In 2005, Sogo Hong Kong opened a second store in Tsim Sha Tsui, Kowloon. It was located underground, below Salisbury Road. The location was formerly the site of The Palace Mall (1997-2001) and Teddy Bear Kingdom (2002-2005). In 2014, Sogo relocated across Salisbury Road next to Sheraton Hong Kong, encompassing a total floor area of 13000 sqm. This location closed on 12 March 2023 amid plans for relocation to Kai Tak. The new location opened 15 November 2024.

== Business ==
Sogo Hong Kong's flagship Kai Tak store is spread across nine floors of retail space. The store carries mid to high-end clothing brands, sports wear, children's wear, cosmetics, appliances, bedding, and housewares. Sogo Hong Kong also operates the popular Japanese supermarket, Freshmart.

==Buildings, lands, and fire safety violations==
Sogo's Causeway Bay store is located in a building called East Point Centre, which consists of an "Old Wing" and a "New Wing". The 11th to 16th floors of the New Wing were renovated around 2004 in order to expand the department store's retail space. Several legal irregularities surrounding these floors have been uncovered.

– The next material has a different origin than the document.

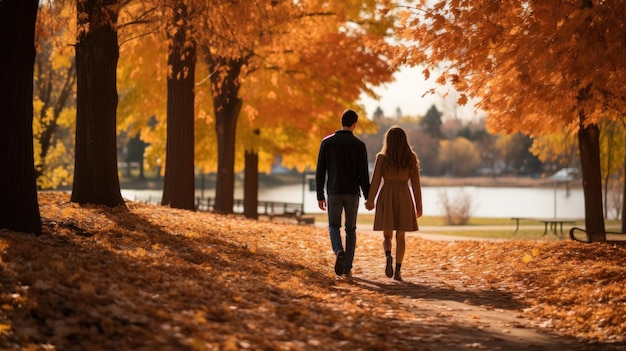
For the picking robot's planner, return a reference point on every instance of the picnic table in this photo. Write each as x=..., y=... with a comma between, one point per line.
x=552, y=222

In 2021, Hong Kong investigative news agency FactWire reported that Sogo's use of the upper storeys of the New Wing was unauthorised by the lands and buildings authorities. The building's Deed of Mutual Covenant designates the 12th to 16th floors as office areas, whereas in reality these floors are now used as part of the department store. In addition, drawings that Sogo submitted to the Buildings Department in 2004, prior to the renovation, marked the 11th to 16th floors of the New Wing as offices. The 11th floor is, in reality, also part of the department store. FactWire also discovered apparent violations of fire codes, with egress routes and dimensions not meeting safety requirements.

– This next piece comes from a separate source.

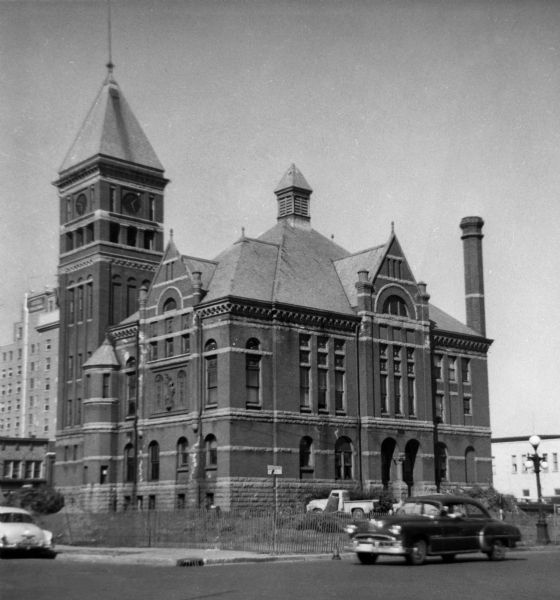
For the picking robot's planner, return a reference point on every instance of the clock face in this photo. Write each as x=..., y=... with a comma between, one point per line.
x=131, y=203
x=81, y=204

In addition, the news agency noted that the 11th to 16th floors of the New Wing had been registered as clubs under the Clubs (Safety of Premises) Ordinance since 2005. The 11th floor is licensed as "Sogo Book Club", while the 12th to 16th floors are licensed as "Sogo Club". According to the law, only members and their guests have a right to use licensed clubhouses. However, until 2021 (when Sogo was contacted by FactWire), the clubhouse levels were open to the public. A cafeteria on the 11th floor operated without a restaurant licence, which is permitted because the space is registered as a clubhouse. In addition, the clubhouse designation could allow Sogo to reduce their profits tax liability. Sogo did not comment on whether or not the company had applied for tax exemptions on the basis of the clubhouse licence.

== Thankful Week ==
Sogo's "Thankful Week" is as a semi-annual period in which many of Sogo's brands hold special promotions, often offering steep discounts to their products. Similar to Black Friday, the event is considered a cultural phenomenon among local shoppers and tourists alike.